Security - MongoDB on AWS


The AWS Cloud provides a scalable, highly reliable platform that helps enable customers to deploy applications and data quickly and securely.

When you build systems on the AWS infrastructure, security responsibilities are shared between you and AWS. This shared model can reduce your operational burden as AWS operates, manages, and controls the components from the host operating system and virtualization layer down to the physical security of the facilities in which the services operate. In turn, you assume responsibility and management of the guest operating system (including updates and security patches), other associated applications, as well as the configuration of the AWS-provided security group firewall. For more information about security on AWS, visit the AWS Security Center.

AWS Identity and Access Management (IAM)

This solution leverages an IAM role with least privileged access. It is not necessary or recommended to store SSH keys, secret keys, or access keys on the provisioned instances.

OS Security

The root user on cluster nodes can be accessed only by using the SSH key specified during the deployment process. AWS doesn't store these SSH keys, so if you lose your SSH key you can lose access to these instances.

Operating system patches are your responsibility and should be performed on a periodic basis.

Network Security

The default network security setup of this solution follows AWS security best practices. The provisioned MongoDB instances are deployed in private subnets and can be accessed in three ways:

  • By connecting to the bastion host instance by using an SSH terminal.

  • From AWS resources (such as Amazon EC2) that you might have in the MongoDBServerAccessSecurityGroup security group, or that you might launch using the security group. You may include your application instance in this security group.

  • By including new rules in MongoDBServerSecurityGroup to allow access to your database from a known IP block CIDR. For example, you might add an inbound rule to enable the VLAN in your data center to connect through a VPN or AWS Direct Connect.

                Adding inbound rules to your security group

Figure 8: Adding inbound rules to your security group

Security Groups

A security group acts as a firewall that controls the traffic for one or more instances. When you launch an instance, you associate one or more security groups with the instance. You add rules to each security group that allow traffic to or from its associated instances. You can modify the rules for a security group at any time. The new rules are automatically applied to all instances that are associated with the security group.

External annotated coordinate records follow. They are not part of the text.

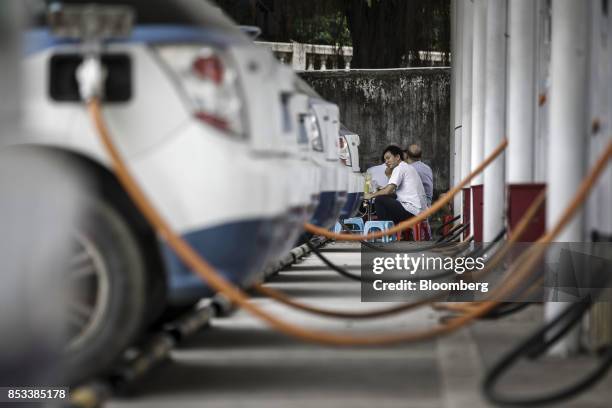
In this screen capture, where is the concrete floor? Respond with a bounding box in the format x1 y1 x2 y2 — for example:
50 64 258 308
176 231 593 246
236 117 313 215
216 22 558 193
108 244 612 408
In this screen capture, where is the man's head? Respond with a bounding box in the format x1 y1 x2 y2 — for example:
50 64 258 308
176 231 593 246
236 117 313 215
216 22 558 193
404 144 423 163
383 145 402 169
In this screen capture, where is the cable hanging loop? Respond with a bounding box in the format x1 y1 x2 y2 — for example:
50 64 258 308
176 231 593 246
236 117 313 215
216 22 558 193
88 98 612 346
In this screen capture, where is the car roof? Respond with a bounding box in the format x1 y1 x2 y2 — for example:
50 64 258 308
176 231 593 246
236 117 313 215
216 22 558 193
25 0 246 38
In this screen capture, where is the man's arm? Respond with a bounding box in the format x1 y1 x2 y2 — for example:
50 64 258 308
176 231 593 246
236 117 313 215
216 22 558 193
363 184 397 200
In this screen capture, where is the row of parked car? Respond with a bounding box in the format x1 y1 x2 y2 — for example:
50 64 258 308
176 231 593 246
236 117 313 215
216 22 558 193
17 0 364 382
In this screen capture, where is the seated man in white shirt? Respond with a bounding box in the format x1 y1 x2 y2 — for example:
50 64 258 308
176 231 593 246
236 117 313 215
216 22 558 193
366 155 389 191
364 146 427 224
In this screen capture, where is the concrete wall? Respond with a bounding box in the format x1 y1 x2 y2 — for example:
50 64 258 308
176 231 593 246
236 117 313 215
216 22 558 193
300 68 450 194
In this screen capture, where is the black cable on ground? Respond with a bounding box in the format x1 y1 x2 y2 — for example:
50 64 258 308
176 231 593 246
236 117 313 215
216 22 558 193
482 300 612 407
359 224 469 253
482 302 532 320
435 215 461 235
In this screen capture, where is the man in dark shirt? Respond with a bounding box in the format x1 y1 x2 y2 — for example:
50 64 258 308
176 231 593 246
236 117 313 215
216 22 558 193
404 144 433 207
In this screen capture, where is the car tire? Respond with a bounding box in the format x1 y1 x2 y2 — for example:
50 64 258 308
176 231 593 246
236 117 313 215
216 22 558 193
62 197 147 385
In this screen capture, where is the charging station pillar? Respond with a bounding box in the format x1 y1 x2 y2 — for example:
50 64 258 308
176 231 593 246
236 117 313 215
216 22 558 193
544 0 591 355
482 1 507 242
506 0 545 242
461 0 474 235
450 0 464 217
470 0 487 242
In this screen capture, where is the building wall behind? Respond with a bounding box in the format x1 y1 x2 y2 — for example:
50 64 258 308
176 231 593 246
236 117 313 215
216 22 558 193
300 68 450 195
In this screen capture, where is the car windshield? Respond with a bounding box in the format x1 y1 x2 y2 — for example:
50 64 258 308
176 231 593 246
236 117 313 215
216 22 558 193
25 0 242 35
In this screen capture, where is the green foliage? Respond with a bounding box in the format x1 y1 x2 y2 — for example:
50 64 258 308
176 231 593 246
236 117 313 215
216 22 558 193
291 11 351 46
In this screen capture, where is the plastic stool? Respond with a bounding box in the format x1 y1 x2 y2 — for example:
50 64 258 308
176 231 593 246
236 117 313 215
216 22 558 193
342 217 365 233
412 220 431 241
363 221 395 242
333 221 342 234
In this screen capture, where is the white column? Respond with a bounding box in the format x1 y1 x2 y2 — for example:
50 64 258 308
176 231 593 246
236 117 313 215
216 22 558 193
450 0 465 220
545 0 590 355
506 0 537 183
461 0 474 233
461 0 474 179
470 0 487 184
483 0 506 242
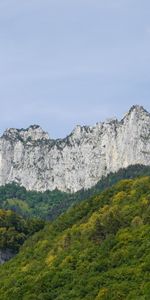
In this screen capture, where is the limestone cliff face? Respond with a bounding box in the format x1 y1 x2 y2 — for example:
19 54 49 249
0 106 150 192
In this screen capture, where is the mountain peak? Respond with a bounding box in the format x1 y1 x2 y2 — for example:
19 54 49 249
3 125 49 141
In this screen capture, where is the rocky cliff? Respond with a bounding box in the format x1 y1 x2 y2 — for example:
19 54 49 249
0 106 150 192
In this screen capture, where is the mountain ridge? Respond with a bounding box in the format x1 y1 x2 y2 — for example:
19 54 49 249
0 105 150 192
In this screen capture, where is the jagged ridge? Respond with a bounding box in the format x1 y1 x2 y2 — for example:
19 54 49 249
0 105 150 192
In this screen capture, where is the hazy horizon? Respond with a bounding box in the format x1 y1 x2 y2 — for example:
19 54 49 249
0 0 150 138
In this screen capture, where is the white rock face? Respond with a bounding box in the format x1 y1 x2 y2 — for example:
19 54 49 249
0 106 150 192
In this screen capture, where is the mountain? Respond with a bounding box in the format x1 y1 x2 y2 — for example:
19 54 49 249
0 165 150 220
0 177 150 300
0 106 150 192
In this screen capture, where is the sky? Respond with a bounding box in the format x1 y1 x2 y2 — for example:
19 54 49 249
0 0 150 138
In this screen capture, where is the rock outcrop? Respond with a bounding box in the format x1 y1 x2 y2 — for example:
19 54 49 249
0 106 150 192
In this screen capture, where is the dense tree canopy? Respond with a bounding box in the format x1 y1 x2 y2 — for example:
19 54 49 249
0 165 150 220
0 177 150 300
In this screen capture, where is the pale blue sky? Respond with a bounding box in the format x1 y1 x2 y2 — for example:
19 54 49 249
0 0 150 137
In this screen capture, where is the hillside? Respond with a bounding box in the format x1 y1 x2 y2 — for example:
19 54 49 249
0 165 150 220
0 177 150 300
0 209 44 264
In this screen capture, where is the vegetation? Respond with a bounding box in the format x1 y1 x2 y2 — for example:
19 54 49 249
0 209 44 253
0 165 150 220
0 177 150 300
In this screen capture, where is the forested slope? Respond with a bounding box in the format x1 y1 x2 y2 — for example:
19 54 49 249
0 177 150 300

This Quick Start creates three security groups:

  • MongoDBServerSecurityGroup is used to grant the bastion hosts access to port 22 of the MongoDB instances.

  • MongoDBServersSecurityGroup is used for communications between mongodb instances: primary and replica instances on database ports and SSH ports.

  • MongoDBServerAccessSecurityGroup gives EC2 instances access to your database on the port you set up for database listeners.

After the Quick Start deployment, you are responsible for maintaining these security groups and including or excluding rules.

Database Security

The solution sets up a new root user with a specified administrator user name (by default, “admin”) and an administrator password. Unauthorized database access is not allowed. In addition, an internal keyfile authentication is set up between replica set nodes.